From what I can tell, John has just put up a basic infrastructure and is waiting to see how people use it. He’s built some of the geeky “must haves” including an API, integration with Y! Mail and GMail through Greasemonkey, and support for the XFN vocabulary.

And yes, if this site catches on, it may be something we can integrate with Plaxo. Being able to tag and look up tags for your contacts natively in Outlook? Maybe… we’ll see :)

September 16, 2005

Is podcasting the future?

Filed under: technology — markjen @ 5:55 pm

I was a panelist at a PR conference about blogs today and I had a chat with Eric Rice and Michael Butler about podcasting. I’m not a big believer in the medium yet, mostly because the podcasts I’ve heard so far have been either mindless droning about random topics or long winded tech opinions I could’ve absorbed much faster through skimming blog entries. Sure, I can up the playback speed of podcasts, but I’m pretty sure I can skim my entire blogroll faster than I can skip through a hour long podcast without missing what they’re talking about.

Eric and Michael brought up good points about podcasting though, namely:

  1. Podcasting is like Tivo for radio - Yes, I see this angle. I’ve downloaded recordings off of NPR for consumption later and on the music side, downloading mp3s allows me to time shift my listening as well.
  2. Podcasting has a different dynamic than blogging - Most people subscribe to blogs because they like the author’s content. Eric says he doesn’t really subscribe to any podcast feeds, instead, he searches for podcasts that have interesting content (or ones that are recommended to him) and he grabs those.

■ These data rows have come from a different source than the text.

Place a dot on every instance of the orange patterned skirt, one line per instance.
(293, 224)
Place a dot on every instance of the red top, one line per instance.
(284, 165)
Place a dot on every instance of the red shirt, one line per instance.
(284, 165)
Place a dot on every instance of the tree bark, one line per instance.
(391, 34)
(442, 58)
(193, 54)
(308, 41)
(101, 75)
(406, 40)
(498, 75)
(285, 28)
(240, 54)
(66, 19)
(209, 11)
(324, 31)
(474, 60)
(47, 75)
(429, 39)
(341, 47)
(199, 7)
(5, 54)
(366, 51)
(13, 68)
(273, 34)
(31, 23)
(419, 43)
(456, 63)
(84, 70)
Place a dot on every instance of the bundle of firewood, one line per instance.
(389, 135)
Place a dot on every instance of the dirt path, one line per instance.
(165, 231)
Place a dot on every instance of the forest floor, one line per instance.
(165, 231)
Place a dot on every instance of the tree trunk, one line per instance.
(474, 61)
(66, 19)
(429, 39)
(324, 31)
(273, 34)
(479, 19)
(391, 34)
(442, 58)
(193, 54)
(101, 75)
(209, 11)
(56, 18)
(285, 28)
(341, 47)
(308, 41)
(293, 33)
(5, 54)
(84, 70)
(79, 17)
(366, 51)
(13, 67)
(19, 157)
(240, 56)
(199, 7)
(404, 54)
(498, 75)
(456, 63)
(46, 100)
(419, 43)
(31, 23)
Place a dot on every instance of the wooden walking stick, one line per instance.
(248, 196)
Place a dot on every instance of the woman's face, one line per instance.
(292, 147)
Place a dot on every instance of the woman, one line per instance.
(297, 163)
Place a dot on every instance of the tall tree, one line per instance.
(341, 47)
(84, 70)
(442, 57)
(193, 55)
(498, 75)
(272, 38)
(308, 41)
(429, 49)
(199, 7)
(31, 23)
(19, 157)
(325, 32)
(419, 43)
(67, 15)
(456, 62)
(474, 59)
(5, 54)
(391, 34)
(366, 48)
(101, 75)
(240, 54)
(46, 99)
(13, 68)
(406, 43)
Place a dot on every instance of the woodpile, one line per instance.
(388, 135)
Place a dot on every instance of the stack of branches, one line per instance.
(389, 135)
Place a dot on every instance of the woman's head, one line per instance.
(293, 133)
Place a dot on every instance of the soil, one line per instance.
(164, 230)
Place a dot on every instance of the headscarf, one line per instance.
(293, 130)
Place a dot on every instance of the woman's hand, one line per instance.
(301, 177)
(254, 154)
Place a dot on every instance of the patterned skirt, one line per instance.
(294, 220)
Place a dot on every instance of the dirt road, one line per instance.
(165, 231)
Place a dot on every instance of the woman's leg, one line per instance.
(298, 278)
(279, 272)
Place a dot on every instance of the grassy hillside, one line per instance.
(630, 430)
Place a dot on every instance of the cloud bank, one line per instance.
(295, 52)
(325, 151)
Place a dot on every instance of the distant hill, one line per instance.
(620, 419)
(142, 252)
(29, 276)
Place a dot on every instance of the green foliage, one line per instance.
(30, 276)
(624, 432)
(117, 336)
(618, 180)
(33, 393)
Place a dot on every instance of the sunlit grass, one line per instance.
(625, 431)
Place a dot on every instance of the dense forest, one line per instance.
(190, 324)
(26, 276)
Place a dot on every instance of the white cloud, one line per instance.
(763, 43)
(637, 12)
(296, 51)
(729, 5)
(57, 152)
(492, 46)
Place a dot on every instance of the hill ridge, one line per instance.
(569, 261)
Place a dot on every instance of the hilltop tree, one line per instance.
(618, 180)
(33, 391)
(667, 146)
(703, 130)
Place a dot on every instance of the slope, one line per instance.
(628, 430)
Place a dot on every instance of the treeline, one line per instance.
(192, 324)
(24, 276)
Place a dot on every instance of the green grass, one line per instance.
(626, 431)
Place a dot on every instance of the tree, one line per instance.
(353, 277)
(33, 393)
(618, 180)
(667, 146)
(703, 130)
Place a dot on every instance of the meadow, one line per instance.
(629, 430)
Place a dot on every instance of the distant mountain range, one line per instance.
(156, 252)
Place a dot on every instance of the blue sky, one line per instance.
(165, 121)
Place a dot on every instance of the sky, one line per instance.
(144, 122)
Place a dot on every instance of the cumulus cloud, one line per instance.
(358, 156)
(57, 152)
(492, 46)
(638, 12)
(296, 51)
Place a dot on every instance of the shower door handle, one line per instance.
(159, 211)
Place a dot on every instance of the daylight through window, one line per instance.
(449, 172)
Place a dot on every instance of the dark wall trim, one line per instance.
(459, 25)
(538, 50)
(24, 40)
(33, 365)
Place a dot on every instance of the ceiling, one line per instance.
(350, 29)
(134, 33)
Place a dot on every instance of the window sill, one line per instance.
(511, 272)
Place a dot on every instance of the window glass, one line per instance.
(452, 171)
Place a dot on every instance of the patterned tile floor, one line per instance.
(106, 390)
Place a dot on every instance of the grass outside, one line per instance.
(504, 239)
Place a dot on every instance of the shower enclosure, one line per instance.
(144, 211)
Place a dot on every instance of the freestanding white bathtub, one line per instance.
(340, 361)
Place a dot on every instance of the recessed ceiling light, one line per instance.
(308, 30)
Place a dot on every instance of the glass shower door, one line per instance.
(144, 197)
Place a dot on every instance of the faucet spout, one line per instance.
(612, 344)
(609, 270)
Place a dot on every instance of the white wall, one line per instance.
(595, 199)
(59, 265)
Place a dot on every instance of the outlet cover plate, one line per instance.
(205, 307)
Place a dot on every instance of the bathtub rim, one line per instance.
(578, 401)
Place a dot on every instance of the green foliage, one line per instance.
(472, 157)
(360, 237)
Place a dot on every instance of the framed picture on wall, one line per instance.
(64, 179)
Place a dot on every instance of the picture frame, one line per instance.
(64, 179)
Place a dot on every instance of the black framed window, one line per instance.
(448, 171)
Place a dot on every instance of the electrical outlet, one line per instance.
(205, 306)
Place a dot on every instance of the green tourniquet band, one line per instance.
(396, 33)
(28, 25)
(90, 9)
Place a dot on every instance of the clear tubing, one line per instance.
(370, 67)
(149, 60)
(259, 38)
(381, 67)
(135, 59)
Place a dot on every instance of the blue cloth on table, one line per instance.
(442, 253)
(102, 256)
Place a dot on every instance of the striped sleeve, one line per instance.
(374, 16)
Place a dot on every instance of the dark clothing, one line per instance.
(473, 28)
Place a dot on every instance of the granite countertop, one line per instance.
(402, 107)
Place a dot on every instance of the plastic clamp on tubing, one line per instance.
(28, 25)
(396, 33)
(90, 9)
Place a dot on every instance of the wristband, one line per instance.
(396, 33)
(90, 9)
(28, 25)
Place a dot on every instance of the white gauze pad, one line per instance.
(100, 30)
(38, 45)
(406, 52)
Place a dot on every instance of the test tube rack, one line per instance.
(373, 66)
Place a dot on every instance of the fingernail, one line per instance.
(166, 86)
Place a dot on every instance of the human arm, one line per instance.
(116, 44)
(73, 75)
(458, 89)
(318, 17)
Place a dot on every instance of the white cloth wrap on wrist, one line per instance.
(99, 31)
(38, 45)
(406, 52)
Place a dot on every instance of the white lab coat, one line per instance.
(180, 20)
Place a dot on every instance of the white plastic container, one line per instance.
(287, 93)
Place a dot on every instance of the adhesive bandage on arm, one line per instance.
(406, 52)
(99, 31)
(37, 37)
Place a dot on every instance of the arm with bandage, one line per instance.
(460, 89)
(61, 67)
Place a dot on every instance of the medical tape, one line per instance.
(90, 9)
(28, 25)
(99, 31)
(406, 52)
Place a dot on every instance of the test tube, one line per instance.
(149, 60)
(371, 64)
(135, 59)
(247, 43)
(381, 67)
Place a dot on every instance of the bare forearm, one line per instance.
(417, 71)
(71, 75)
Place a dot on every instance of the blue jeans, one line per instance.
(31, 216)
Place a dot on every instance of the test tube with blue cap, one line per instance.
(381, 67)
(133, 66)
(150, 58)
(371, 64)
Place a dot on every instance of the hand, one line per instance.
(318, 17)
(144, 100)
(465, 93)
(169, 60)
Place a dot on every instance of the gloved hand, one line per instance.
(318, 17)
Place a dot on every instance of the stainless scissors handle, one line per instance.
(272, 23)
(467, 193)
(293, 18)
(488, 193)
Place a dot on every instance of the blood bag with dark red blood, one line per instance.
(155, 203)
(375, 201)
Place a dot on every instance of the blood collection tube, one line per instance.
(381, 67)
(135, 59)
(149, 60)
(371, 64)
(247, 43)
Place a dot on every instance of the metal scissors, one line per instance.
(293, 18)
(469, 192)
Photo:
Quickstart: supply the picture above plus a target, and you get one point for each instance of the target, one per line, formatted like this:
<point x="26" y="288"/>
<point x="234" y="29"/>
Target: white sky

Eric’s usage seems like a fundamentally different model than what most people who subscribe to blog feeds are used to.

Either way, I told them I’d give podcasts another shot. I’ve got a 1.5 hour commute everyday from San Francisco to Mountain View anyways; they’ve recommended a few that I’ll probably grab and listen to in my car (fortunately, my head unit plays mp3s). Anyone out there have specific podcasts to recommend?

Mini MSFT got some coverage

Filed under: technology, Microsoft — markjen @ 5:46 pm

I was scanning through my feeds today and I saw that Mini-Microsoft got interviewed by BusinessWeek. His posts are oftentimes controversial and there is quite the following on his comments. I’ve read through most of his stuff and generally agree that there are some problems with the operation of Microsoft - as far as if the answer is to cut off all the middle management and implement a rigorous firing of below average performers, I’m not sure if it’s that easy.

All in all, I think it’s great for Microsoft to have a blogger like Mini that can hold a public discussion about radical ideas that could positively affect the company. One point that many people reference again and again is that Mini oftentimes has logical suggestions to accompany his rants on stuff that’s broken.

Now if only decision makers (like Steve Ballmer) would open up a dialogue with Mini Microsoft and listen to the concerns out there, maybe we’d be getting somewhere. Unfortunately, according to this interview, Steve doesn’t read Mini and continues to dodge hard questions :( Don’t take my word for it, check out his latest interview with BusinessWeek.